# iphone as ipod



## Audiodreamer (Jan 11, 2009)

Want to use my iphone as ipod with pandora radio, feeding my Onkyo 606. Looking for ideas on the best way to do this and keeping the phone charged at the same time getting the best possible sound.

Thanks for any and all inputs.


----------



## Dave Upton (Aug 4, 2009)

You might try using the USB port on your set top box as a source of USB power - then using a 3.5mm to RCA cable for the audio output. Your other option is something like this:

http://www.amazon.com/Pioneer-CD-IU50V-Interface-Cable-iPhone/dp/B001TINUF4


----------



## tonyvdb (Sep 5, 2007)

I have the Onkyo iPod dock and it works really well. Hooks directly to the receivers tape input and will even display the info on your display.


----------



## Matteo (Jul 12, 2006)

I like the idea of the Onkyo docking station. It incorporates nicely into the system and does what you are looking for. 

Matteo


----------



## davidburn (May 10, 2007)

Matteo said:


> I like the idea of the Onkyo docking station. It incorporates nicely into the system and does what you are looking for.
> 
> Matteo


Check out Ebay as there are so many brands out there for half the price that do the same thing. I use mine when I go on holidays to take movies with me to view on any tv to save :spend::spend: and then use it to play music and charge on a docking station when im home but the picture and sound is only as good as you record it. 

Dave


----------



## lcaillo (May 2, 2006)

That is a great idea, Dave, thanks. I plug mine into a.c. which is inconvenient but I have the cable box right there.


----------



## davidburn (May 10, 2007)

lcaillo said:


> That is a great idea, Dave, thanks.
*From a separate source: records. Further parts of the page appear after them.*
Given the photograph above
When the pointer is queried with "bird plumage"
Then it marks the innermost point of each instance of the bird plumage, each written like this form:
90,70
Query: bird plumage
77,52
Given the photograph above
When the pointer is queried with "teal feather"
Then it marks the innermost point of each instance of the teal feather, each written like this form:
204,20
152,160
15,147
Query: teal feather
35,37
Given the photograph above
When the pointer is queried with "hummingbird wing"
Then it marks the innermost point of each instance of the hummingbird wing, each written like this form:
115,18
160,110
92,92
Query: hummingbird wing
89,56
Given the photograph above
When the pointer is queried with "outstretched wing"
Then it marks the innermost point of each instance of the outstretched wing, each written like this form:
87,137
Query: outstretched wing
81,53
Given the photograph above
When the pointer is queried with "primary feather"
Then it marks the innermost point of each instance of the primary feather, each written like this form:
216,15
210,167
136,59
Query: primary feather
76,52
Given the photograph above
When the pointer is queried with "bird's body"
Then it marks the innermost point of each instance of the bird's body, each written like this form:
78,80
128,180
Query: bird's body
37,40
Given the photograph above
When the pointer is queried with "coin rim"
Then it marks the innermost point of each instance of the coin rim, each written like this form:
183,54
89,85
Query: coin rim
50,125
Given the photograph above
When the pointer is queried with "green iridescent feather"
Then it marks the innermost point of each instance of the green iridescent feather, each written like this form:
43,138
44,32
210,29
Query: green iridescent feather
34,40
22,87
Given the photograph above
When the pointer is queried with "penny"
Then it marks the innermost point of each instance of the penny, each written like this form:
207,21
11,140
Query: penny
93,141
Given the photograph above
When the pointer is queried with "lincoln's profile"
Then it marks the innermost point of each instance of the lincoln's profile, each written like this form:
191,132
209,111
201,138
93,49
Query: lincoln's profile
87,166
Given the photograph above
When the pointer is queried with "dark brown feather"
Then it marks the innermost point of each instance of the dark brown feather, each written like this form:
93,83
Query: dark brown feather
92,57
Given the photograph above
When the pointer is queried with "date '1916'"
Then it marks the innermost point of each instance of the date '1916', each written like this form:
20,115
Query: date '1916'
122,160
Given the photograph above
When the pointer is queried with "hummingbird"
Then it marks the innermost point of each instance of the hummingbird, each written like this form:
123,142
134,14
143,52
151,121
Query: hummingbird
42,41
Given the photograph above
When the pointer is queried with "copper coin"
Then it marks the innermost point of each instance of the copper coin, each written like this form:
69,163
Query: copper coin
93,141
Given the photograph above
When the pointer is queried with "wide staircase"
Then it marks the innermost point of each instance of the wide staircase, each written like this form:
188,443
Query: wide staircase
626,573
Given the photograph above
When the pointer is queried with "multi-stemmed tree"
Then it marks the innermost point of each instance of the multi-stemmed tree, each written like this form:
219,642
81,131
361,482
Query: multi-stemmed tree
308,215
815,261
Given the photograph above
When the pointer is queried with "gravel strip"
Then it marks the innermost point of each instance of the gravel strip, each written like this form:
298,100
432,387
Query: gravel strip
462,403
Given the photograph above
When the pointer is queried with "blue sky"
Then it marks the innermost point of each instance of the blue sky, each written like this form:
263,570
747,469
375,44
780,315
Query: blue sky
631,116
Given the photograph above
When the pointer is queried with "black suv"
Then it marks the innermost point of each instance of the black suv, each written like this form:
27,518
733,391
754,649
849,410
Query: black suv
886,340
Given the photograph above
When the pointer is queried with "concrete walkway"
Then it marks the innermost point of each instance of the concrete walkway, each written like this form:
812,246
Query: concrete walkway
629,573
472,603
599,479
I plug mine into a.c. which is inconvenient but I have the cable box right there.


There is so many software programs now for converting your own DVD's to Ipod movie files which make life so easy.

Here are a few if anyone is looking.

dvdfab
convertxtodvd
winavi converter
nero 8,9 and 10

There is also once you can purchase from itunes but they are all great and all do the same thing.

Dave.


----------